The distinction between capacity and competence is of particular importance for inclusion of specialized populations in research, such as children with intellectual disabilities, developmental delays or critical illness. Children with severe development delay are unlikely to be competent or have capacity to provide assent under most circumstances. Interestingly, the Gillick Competence (based on United Kingdom case law), states that the process of obtaining assent depends not only on the maturity and intelligence of the child but is also conditional on the seriousness of the situation [7]. For example, a previously healthy 12 year-old with severe septic shock may be deemed competent to provide assent but would not have the capacity to do so while critically ill as demonstrated by O’Hearn et al. who showed that very few patients were considered approachable for assent (i.e. they lacked capacity) during the first 24 h of their PICU admission [49]. Similarly, a six-year-old may have the capacity to provide assent for a study on the use of band aids versus sutures for small cuts but would likely not be able to provide assent for a study of life-saving therapies such as being put on a heart-lung machine.

Another important finding from studies operationalizing assent is that the assent procedure itself was rarely detailed with the majority of studies (83.5%) not specifying what information was provided to the participants. This raises questions about how often meaningful engagement of the child in the assent process actually occurred. This is especially important in view of the fact that studies have reported that a child may not wish to participate in a specific study despite their parent’s consent [22, 37] therefore highlighting the importance of obtaining and documenting assent obtained from pre-adolescent children. Interestingly, 85% and 99% of studies did not refer to specific ethical or legal guidelines respectively, despite existing recommendations from professional societies [3, 4] and legal bodies [5, 7, 11].

A limitation of this scoping review is that the search strategy only identified articles using “assent” in their title or abstract.
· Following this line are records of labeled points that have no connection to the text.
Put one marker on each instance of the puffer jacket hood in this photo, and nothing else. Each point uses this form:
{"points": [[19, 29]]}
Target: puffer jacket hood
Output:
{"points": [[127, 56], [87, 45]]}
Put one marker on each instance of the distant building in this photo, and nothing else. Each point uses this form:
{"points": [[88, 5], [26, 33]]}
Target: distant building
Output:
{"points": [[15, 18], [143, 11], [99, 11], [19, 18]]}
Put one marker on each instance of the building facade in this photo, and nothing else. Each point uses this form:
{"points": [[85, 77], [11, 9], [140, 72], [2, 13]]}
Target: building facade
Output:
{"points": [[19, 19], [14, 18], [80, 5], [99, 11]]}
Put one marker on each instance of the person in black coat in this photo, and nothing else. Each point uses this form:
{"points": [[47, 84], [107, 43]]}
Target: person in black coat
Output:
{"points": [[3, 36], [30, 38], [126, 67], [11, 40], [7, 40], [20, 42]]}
This pragmatic approach identified approximately half of the articles with the word “assent” anywhere in the article. However, a random assessment of 100 articles with the word “assent” in the full-text but not the abstract or title found only one article providing further details on the assent process. Therefore, it is likely that our screening process included the majority of articles describing the assent process. Another possible limitation of our review is that the sparsely reported assent rates, documentation of approaches to assent and references to guiding documents may have reflected the limited word-count allowed for most publications and/or lack of journal requirements for reporting details on assent. However, it is interesting that despite literature over the years emphasizing the importance of reporting assent in publications [50], the International Committee of Medical Journal Editors recommendations on the Protection of Research Participants does not specifically require reporting on assent [51]. Finally, as none of the studies reporting assent discussed the effect of the requirement or result of the assent process on their study enrollment or results.

Conclusion

We acknowledge that individual children, settings and jurisdictions may require different approaches to obtaining assent. However, there should be agreement on important principles to follow for obtaining assent with resulting guidance on assessing capacity, delivering information and documenting the assent process. Future steps might include organizing jurisdiction specific focus groups to obtain input from all relevant stakeholders (e.g. research ethics boards, researchers, lawyers, parents, children, physicians and allied health personnel) in order to obtain agreement surrounding the minimal process needed to obtain meaningful assent.